Au début, l’objectif numéro un est donc de parvenir à en avoir assez. Nous faisons tout ce qu’il faut pour y parvenir, car nous avons besoin de plus par nécessité. Nous n’avons pas besoin d’optimiser pour en avoir assez, car nous n’en avons pas encore atteint « assez ». Mais si nous ne savons pas ce qu’est l’objectif « suffisant », nous pouvons potentiellement l’atteindre et continuer avec la même vigueur, en le dépassant. Une fois que nous en avons atteint un niveau suffisant (différent pour chacun et pour chaque entreprise, n’oubliez pas), notre objectif devrait alors être de réaliser qu’il y en a assez et de continuer à optimiser en conséquence.

Pour en revenir au problème que certains ont à juste titre soulevé en parlant de minimalisme, il est difficile d’entendre les gens parler d’optimisation pour en faire assez ou de la façon dont ils vivent maintenant avec moins. Cela peut être ressenti comme une honte passive-agressive (ou agressive-agressive). Il est difficile d’être dans la période précédant et d’entendre parler de la période suivant la période d’insuffisance, c’est-à-dire des gens qui nous poussent à vivre et à faire avec moins alors qu’il n’y a même pas assez au départ. Il est tout aussi difficile d’avoir de l’empathie pour ceux qui sont dans la phase de pré-carence si nous sommes dans la phase de post-carence, parce que nous optimisons et prenons actuellement des décisions basées sur la réalisation de quelque chose que tout le monde n’a pas encore.

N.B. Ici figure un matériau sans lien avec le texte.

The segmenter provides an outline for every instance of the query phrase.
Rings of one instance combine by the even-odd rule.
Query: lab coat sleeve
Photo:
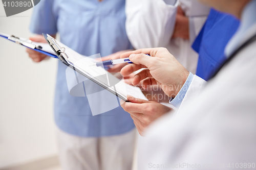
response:
[[[163,0],[126,0],[126,30],[133,47],[165,47],[174,30],[179,1],[174,5]]]

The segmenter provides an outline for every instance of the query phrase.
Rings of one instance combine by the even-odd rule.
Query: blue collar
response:
[[[256,27],[256,0],[252,0],[245,7],[241,17],[241,23],[237,33],[230,39],[225,49],[225,54],[230,57],[236,50],[253,35],[250,30]]]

Il y a aussi une grande quantité de jugement qui circule sur la comparaison entre ce qui est suffisant pour quelqu’un et ce qui ne l’est pas.

Ce n’est pas à nous de juger ce qui est suffisant pour quelqu’un d’autre. C’est à nous d’être conscients de notre situation personnelle, et de travailler ou d’optimiser ce que notre propre suffisance est réellement. Et nous pourrions tous faire preuve d’un peu plus d’empathie et de compréhension ici.

En sanskrit, il existe un terme appelé mudita, et il n’y a pas de mot équivalent en anglais ou en français. Il signifie essentiellement avoir de la sympathie ou de la joie désintéressée pour les autres, quel que soit le stade où ils se trouvent dans leur propre vie.

En réalité, si nous passons moins de temps à envier ou à supposer que les autres pensent moins de nous parce qu’ils se trouvent à un endroit différent du nôtre, il devient alors plus facile de se concentrer sur ce qui est important pour nous.

Nous ne pouvons pas nous concentrer suffisamment sur ce qui est important pour nous si nous jugeons les autres et si nous comparons leur situation à la nôtre. Il semble que le but de la mudita n’est pas d’être heureux pour les autres parce que nous sommes des hippies désintéressés qui veulent des cercles de tambours plus grands pour nos festivals de Kumbaya. Le fait de s’inquiéter, de se comparer et d’envier les autres ne fait pas grand-chose pour nous et notre propre conscience. Nous pouvons être meilleurs et plus concentrés à trouver de la joie dans notre propre suffisance ou travailler dans ce sens si nous arrêtons de supposer que les définitions d’autrui de suffisance n’existent que pour nous contrarier et nous faire sentir mal.

Personnellement, je me débats beaucoup avec ce qu’est le « suffisant » pour moi. Je me sens parfois jugée par moi-même lorsque je lis les notes et les idées des autres sur la façon dont ils optimisent leur vie pour moins cher et je me demande si j’ai dépassé ce qui a un sens pour mon propre assez. Cette comparaison occupe parfois une telle partie de mon processus de réflexion que chaque fois que je m’aperçois que je compare mon « assez » à celui de quelqu’un d’autre, je dois m’arrêter et me remettre sur la bonne voie. Je serais beaucoup plus heureuse si je me contentais de me réjouir pour les autres au lieu de comparer intérieurement mes défauts à leurs réalisations. Nous serions probablement tous beaucoup plus heureux si nous faisions exactement cela.